Ce bus, numéro 236, devint mon quotidien, et lors des heures de pointe, il était tel une ruche pleine de vie. Des vieilles femmes aussi fortes et frêles que des tiges de bambous s’agrippaient aux poignées, tout en invectivant toute personne plus âgée ou plus mal en point qui oserait proposer de leur céder une place assise. C’était une de mes scènes favorites, celle des anciennes taïwanaises s’adonnant au bras de fer de la politesse.

Plus les mois passaient et plus je décodais avec facilité les conversations autour de moi. Mais plus que des paroles, c’était le décryptage de l’écriture chinoise qui m’intéressait. Parfois, goûtant au luxe de pouvoir m’asseoir confortablement plutôt que d’être projetée à tout va à cause de la conduite toujours aussi prudente du chauffeur, mon regard était comme happé par le tourbillon des pancartes publicitaires, des enseignes, des panneaux en tous genres qui défilaient au-dehors. Je ne comprenais souvent que quelques caractères, ou alors des bouts de ceux-ci, la grande majorité des caractères chinois étant formés par une combinaison de sinogrammes.

Le temps passant, je saisis le fait qu’être analphabète dans un certain lieu force une débrouillardise inconsciente; on voit défiler des jolis dessins partout où l’on passe: c’est charmant et exotique. Au fond, le fait de ne pas tout comprendre n’est pas si dérangeant que cela, car il suffit de demander et notre allure de touriste européen nous excuse d’office. Pourtant, un jour, après m’être énervée de ne pouvoir comprendre une seule pancarte depuis la fenêtre de mon bus, je me suis imaginé ce que devait ressentir la jeune taïwanaise à ma gauche à pouvoir tout lire. A m’imaginer un tel pouvoir, j’en conçus que la perception que j’avais de la ville de Taipei s’en trouverait complètement transformée.

La sensation d’être hors de portée de l’essentiel, d’être constamment limitée dans la perception des choses qui m’entouraient n’est pas venue tout de suite; j’ai mis plusieurs mois avant de pouvoir réellement mettre des mots sur ce sentiment de frustration persistant. Je redevenais une enfant au regard émerveillé devant le monde qui l’entoure, à qui l’on doit parler très lentement et simplement, même pour les discussions banales du quotidien; qui ne sait encore ni lire ni écrire, si ce n’est son prénom. Un enfant qui n’a pas accès aux conversations et qui ne dispose pas encore des clés pour analyser ce qui se passe autour de lui. Ce qu’il peut faire uniquement, c’est forger son regard, emmagasiner les nouveautés qu’il découvre à toute vitesse.

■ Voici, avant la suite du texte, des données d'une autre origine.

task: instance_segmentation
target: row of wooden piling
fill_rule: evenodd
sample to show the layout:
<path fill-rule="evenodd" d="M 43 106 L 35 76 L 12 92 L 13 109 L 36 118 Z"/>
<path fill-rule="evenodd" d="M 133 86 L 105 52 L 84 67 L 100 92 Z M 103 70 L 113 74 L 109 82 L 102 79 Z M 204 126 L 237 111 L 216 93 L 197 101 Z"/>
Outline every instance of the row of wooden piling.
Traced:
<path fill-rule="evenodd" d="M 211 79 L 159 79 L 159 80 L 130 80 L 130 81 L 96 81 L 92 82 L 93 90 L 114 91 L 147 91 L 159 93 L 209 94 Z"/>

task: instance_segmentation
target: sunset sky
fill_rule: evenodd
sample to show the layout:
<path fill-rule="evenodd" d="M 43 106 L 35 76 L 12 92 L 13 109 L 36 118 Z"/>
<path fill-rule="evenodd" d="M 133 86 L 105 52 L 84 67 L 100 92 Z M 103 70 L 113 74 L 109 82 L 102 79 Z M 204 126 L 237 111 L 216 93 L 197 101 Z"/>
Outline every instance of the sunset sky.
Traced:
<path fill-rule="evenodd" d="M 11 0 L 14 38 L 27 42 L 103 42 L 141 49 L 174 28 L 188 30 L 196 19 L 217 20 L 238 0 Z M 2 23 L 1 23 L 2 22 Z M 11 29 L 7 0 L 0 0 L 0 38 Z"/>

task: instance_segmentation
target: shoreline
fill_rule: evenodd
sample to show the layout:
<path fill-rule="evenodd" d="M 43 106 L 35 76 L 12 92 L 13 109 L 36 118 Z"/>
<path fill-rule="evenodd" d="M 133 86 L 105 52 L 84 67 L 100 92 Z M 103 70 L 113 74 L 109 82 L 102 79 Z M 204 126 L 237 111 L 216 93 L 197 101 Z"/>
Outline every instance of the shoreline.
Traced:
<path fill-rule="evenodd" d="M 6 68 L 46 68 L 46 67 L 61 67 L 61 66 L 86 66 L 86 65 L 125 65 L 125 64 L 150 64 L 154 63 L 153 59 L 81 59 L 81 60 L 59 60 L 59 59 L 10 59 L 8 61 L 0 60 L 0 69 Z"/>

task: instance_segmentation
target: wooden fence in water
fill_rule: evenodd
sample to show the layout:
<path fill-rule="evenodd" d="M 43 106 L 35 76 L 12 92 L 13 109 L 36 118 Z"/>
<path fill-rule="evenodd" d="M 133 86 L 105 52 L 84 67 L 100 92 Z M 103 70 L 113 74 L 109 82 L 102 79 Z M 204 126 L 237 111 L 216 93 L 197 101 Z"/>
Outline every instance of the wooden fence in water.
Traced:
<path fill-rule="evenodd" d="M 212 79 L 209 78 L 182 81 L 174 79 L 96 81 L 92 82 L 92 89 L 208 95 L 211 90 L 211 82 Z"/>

Cette leçon d’humilité peut parfois être en décalage avec ce que l’on attend de vous une fois rentré au pays. Jamais, à la suite de Socrate et Galilée, l’idée que «plus j’apprends, plus je m’aperçois que je ne sais pas» n’a eu chez moi autant d’échos. Des questions telles que: «les Taiwanais ont-ils un humour différent du nôtre?» me mettent dans l’embarras; je dois bien avouer ne pas pouvoir répondre en vérité.

Mais, après réflexion, il est réconfortant de voir qu’une culture étrangère est si difficile d’accès. Les billets low-costs ont révolutionné le voyage en le rendant plus abordable; les espaces géographiques éloignés sont devenus plus accessibles. Mais les secrets des cultures humaines se monnaient différemment. Ils réclament une bonne dose de curiosité, beaucoup d’indulgence, un nuage de patience, et du temps.